掲載日 : [2020-07-15] 照会数 : 8817
<寄稿>韓国戦争から70年…朝鮮学校歴史教科書の記述を斬る<下>
[ 『知っていますか、朝鮮学校』(岩波ブックレット) ] [ 「朝鮮新報」2020年2月28日付 ]
韓国「進歩派」人士のトンデモ発言
誤った歴史刷り込む
朝総連の「民族教育」の頂点にある朝鮮大学校の朴三石教授は、『知っていますか、朝鮮学校』(岩波ブックレット、2012年)で朝鮮学校の朝鮮歴史教科書の特徴として、「日本にありながらも朝鮮半島の北と南、海外にいる朝鮮民族が読んでも理解できる『民族統一教科書』を目指して記述されていることである」「朝鮮学校の『民族統一教科書』を目指した記述は、南北の和解と民族統一へ向けた歴史認識の基礎と土台を固めていくことに貢献する可能性をもった教科書なのである」などと説明していた。
だが、当時も現在も、そのような教科書でないことは、現物を読んでみるならば明らかだ。
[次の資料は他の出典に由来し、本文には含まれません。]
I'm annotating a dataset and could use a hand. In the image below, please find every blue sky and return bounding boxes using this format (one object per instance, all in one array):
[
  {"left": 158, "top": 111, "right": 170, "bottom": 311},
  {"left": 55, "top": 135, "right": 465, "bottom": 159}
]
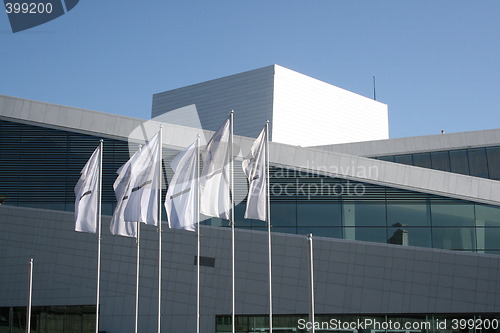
[{"left": 0, "top": 0, "right": 500, "bottom": 137}]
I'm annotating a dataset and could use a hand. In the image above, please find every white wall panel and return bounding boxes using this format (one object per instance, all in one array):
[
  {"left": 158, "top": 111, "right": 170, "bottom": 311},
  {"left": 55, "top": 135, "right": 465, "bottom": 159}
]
[{"left": 273, "top": 65, "right": 389, "bottom": 146}]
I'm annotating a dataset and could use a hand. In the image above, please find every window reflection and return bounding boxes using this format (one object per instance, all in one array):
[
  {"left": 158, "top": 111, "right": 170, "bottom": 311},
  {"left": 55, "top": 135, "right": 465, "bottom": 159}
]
[{"left": 431, "top": 203, "right": 474, "bottom": 227}]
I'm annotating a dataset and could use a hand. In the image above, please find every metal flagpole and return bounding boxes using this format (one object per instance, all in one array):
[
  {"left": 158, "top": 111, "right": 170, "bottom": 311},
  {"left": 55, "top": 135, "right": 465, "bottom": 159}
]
[
  {"left": 95, "top": 139, "right": 103, "bottom": 333},
  {"left": 26, "top": 258, "right": 33, "bottom": 333},
  {"left": 134, "top": 145, "right": 142, "bottom": 333},
  {"left": 307, "top": 234, "right": 314, "bottom": 333},
  {"left": 266, "top": 120, "right": 273, "bottom": 333},
  {"left": 134, "top": 221, "right": 141, "bottom": 333},
  {"left": 158, "top": 125, "right": 163, "bottom": 333},
  {"left": 229, "top": 110, "right": 235, "bottom": 333},
  {"left": 196, "top": 134, "right": 200, "bottom": 333}
]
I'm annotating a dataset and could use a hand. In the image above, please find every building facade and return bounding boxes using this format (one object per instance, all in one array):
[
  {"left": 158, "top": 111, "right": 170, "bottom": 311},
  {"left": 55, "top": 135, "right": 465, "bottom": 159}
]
[{"left": 0, "top": 66, "right": 500, "bottom": 333}]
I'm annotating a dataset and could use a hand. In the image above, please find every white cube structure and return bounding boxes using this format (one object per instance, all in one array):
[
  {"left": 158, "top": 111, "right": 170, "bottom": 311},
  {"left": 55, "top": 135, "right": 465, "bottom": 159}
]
[{"left": 152, "top": 65, "right": 389, "bottom": 146}]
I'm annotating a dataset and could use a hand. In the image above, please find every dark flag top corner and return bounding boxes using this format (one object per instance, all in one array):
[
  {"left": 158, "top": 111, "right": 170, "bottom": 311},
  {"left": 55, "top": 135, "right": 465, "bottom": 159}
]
[{"left": 3, "top": 0, "right": 80, "bottom": 32}]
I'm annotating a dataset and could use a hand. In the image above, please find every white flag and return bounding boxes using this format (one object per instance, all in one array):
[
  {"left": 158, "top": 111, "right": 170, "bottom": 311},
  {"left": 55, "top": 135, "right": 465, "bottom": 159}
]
[
  {"left": 165, "top": 142, "right": 198, "bottom": 231},
  {"left": 242, "top": 128, "right": 268, "bottom": 221},
  {"left": 109, "top": 152, "right": 138, "bottom": 237},
  {"left": 123, "top": 133, "right": 160, "bottom": 226},
  {"left": 200, "top": 119, "right": 230, "bottom": 220},
  {"left": 110, "top": 134, "right": 159, "bottom": 237},
  {"left": 75, "top": 147, "right": 100, "bottom": 234}
]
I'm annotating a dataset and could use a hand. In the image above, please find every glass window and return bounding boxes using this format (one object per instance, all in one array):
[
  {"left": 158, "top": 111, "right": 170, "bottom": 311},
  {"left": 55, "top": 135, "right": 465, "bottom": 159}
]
[
  {"left": 476, "top": 228, "right": 500, "bottom": 252},
  {"left": 431, "top": 151, "right": 450, "bottom": 172},
  {"left": 375, "top": 156, "right": 394, "bottom": 162},
  {"left": 297, "top": 226, "right": 342, "bottom": 238},
  {"left": 394, "top": 154, "right": 413, "bottom": 165},
  {"left": 486, "top": 147, "right": 500, "bottom": 180},
  {"left": 431, "top": 203, "right": 475, "bottom": 227},
  {"left": 449, "top": 149, "right": 469, "bottom": 175},
  {"left": 432, "top": 227, "right": 476, "bottom": 251},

朝鮮高級学校の教科書「現代朝鮮歴史高級1」、「現代朝鮮歴史高級2」、「現代朝鮮歴史高級3」の全訳日本語本(「星への歩み出版」発行)参照。
たとえば、「現代朝鮮歴史高級1」(1945年8月~53年7月)では、45年8月の北韓地域の解放がソ連の軍事力によってなされ、軍政が行われたこと、金日成はソ連(スターリン)のお眼鏡にかない指導者となったことなどを隠し、金日成が日本軍を降伏させ祖国を解放・凱旋したかのように教えている。そして、これまで見てきたように「朝鮮戦争」に関する責任転嫁と金日成神格化のための歴史歪曲とねつ造が行われている。
「高級2」(53年8月~80年)では、68年1月23日の元山沖での「米軍情報収集艦プエブロ号拿捕」を写真まで掲載して教えているが、その2日前の1月21日の「青瓦台襲撃ゲリラ事件」(北韓が朴正煕大統領暗殺のために特殊軍部隊31人を遊撃隊に仕立てて南派。大統領官邸・青瓦台の裏にある北漢山の麓の道まで侵入したところ、検問を受けて銃撃戦となった。2日間にわたる戦闘の結果、27人が死亡、1人が逮捕され、3人が逃走した。韓国側は民間人を含め68人が死亡、66人が負傷した)には頬かぶりを決めている。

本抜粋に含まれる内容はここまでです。